Wednesday, April 30, 2008

05.01.08 kulturnatib


Midwives


Since the birth of humanity human birthing has always been facilitated through a person who has a proven competence, experience and knowledge of the birthing process.

Even in the Biblical creation story, humanity itself is said to have been born into existence through the divine handiwork of a person in God.

In many societies and cultures, these persons occupied a position of stature although not all of them wielded power commensurate with such status. Almost all of them, especially those who attended to the births, were women.

When the practice of medicine and its allied fields became professionalized and increasingly technology mediated the practice of the facilitation of births also became professionalized in a medical doctor specializing in gynecology who now worked with other specialists, anesthesiologists and pediatricians, among others.

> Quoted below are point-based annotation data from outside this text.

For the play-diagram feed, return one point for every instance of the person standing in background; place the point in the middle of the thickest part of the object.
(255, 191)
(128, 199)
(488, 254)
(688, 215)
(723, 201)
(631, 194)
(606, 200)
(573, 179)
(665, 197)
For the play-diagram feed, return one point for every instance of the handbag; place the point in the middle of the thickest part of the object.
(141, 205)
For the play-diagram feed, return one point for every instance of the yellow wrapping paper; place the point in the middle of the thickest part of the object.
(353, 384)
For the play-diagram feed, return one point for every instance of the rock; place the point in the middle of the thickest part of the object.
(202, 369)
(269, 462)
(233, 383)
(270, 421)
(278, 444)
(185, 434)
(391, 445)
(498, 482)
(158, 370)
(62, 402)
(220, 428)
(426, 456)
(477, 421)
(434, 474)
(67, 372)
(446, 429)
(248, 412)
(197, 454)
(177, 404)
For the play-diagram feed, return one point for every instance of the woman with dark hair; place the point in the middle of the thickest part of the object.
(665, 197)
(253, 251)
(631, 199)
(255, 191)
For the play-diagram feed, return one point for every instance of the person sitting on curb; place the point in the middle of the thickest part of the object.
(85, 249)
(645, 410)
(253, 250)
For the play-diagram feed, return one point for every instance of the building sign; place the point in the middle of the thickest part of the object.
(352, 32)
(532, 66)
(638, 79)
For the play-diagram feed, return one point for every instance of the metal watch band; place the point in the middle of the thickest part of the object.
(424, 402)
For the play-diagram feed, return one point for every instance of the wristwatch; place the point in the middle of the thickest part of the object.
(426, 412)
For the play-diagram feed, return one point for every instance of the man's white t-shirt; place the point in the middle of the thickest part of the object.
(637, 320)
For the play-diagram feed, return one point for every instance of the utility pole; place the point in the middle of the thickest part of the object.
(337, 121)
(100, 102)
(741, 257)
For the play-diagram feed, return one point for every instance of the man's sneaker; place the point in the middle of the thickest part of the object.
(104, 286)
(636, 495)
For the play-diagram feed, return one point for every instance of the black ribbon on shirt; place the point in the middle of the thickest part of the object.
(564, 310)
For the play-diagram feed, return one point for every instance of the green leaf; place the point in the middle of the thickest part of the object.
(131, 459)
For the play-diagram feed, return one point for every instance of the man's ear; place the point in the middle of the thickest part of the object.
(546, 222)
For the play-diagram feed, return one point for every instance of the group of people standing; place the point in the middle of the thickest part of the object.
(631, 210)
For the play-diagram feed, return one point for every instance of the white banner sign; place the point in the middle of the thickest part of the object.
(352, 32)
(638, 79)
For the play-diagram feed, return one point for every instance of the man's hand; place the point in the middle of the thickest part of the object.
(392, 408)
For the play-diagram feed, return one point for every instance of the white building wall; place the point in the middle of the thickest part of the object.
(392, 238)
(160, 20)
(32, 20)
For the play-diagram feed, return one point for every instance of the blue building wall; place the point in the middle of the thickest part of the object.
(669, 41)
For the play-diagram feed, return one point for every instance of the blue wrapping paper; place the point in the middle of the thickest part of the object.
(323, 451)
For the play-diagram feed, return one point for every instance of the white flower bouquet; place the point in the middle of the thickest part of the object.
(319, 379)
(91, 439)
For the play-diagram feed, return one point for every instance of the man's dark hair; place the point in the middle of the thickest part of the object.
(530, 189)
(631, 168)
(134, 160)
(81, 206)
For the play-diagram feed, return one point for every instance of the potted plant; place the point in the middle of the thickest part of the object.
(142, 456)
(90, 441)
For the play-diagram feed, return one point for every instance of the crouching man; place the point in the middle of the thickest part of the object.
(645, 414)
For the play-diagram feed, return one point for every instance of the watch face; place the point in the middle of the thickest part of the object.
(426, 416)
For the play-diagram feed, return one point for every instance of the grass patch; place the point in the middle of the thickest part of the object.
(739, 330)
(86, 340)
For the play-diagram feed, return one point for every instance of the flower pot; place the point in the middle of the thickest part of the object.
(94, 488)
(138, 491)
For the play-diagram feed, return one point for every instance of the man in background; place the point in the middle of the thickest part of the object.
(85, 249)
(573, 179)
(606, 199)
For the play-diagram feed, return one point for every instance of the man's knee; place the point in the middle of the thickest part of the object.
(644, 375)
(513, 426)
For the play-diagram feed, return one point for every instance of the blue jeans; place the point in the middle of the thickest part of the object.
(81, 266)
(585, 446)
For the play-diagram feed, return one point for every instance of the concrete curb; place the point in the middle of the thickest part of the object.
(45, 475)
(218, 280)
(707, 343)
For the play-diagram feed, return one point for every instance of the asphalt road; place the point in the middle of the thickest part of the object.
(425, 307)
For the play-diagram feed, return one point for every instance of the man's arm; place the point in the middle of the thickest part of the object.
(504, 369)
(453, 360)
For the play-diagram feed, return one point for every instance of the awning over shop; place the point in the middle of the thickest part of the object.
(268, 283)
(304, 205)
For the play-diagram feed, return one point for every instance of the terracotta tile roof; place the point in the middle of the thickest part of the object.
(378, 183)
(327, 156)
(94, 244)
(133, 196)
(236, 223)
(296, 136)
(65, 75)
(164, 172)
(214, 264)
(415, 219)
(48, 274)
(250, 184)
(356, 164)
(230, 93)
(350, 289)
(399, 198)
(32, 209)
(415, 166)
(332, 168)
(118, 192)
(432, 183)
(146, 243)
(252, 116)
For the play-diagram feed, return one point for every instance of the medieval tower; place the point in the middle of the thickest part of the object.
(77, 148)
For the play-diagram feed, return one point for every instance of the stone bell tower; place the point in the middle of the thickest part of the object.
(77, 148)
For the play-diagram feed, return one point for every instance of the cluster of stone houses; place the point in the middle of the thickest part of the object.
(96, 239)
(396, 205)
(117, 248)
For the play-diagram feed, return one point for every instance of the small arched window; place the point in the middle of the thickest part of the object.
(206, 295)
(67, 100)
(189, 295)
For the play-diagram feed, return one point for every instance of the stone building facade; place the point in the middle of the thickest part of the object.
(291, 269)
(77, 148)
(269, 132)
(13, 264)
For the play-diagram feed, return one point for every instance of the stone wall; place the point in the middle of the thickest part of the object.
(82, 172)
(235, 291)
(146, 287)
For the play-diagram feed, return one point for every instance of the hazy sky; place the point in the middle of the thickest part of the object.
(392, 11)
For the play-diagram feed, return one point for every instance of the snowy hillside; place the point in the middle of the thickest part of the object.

This is most widespread and most entrenched in the West or the advanced capitalist countries with the East or the mostly Third World playing a game of catch-up, despite a history of the practice of medicine several centuries ahead and advanced of the West.

In the West with every advance in the science and technology of birth a new or several specializations are likewise born and in the East their best specialists end up in the West resulting in a handicap that irreversibly skews the playing field.

The East cannot win this game. Even staying in the game is often a doubtful and much too costly proposition.

The costliness of this in the current practice of medicine has kept the traditional birth facilitators or the hilots alive in our country and with them the tradition of home births especially in the rural areas. Not only that, they have become specialists in their own right, as officially recognized midwives trained to be such like that of any profession.

Recently, as well, the traditional home birth have also now become mostly private birthing centers outside of hospitals and government health centers of which there are now several in the city.

But, even in the West, this costliness is also now recognized. Not so much the upfront cost of professional and other services or medication but in the hidden cost of the various dysfunctions that have come about with the very impersonal medical machine and their professional minders.

Here in Quebec, Canada, this recognition has meant the official recognition of the midwife who in French are called by a nobler name: sage femme, or, literally, wise woman. Now part of the government health system is a network of birthing houses or maisons de naissance.

I have not been to any birthing house in the city. I imagine it would compare favorably with the birthing houses here, give or take a few of the amenities that would expectedly differentiate one from an advanced country and another from the Third World.

Still, I expect there would be the same emphasis on natural birth and home birth is very much an option here subject to certain factors like accessibility for emergency personnel and equipment should that become necessary and breastfeeding post partum.

For my partner and I these were attractive options. We happily attended the preparatory and check-up sessions with our primary and secondary midwives together with other 'specialists' in relaxation exercises and massages, birthing, breastfeeding and others.

But when the time came, it did not come. The birthing house is not allowed to handle situations that would require surgery although it does have the basic emergency equipment that the midwives are fully trained to use.

We agreed with the primary midwife that the hospital was our only choice although a semi-natural birth assisted by epidural and chemically induced would still be tried. That didn't work either.

So, Ceasar had to be called in. But the midwife stayed with us the whole time, though not in the operating room but she facilitated our transfer and got in touch with the hospital baby delivery team, which was a no mean feat at 5.30 in the morning.

In the end, all was well. As they, indeed, continue to despite the inevitable and attendant challenges and sometimes even irritations of newborns with the continuing assistance and support of the midwives.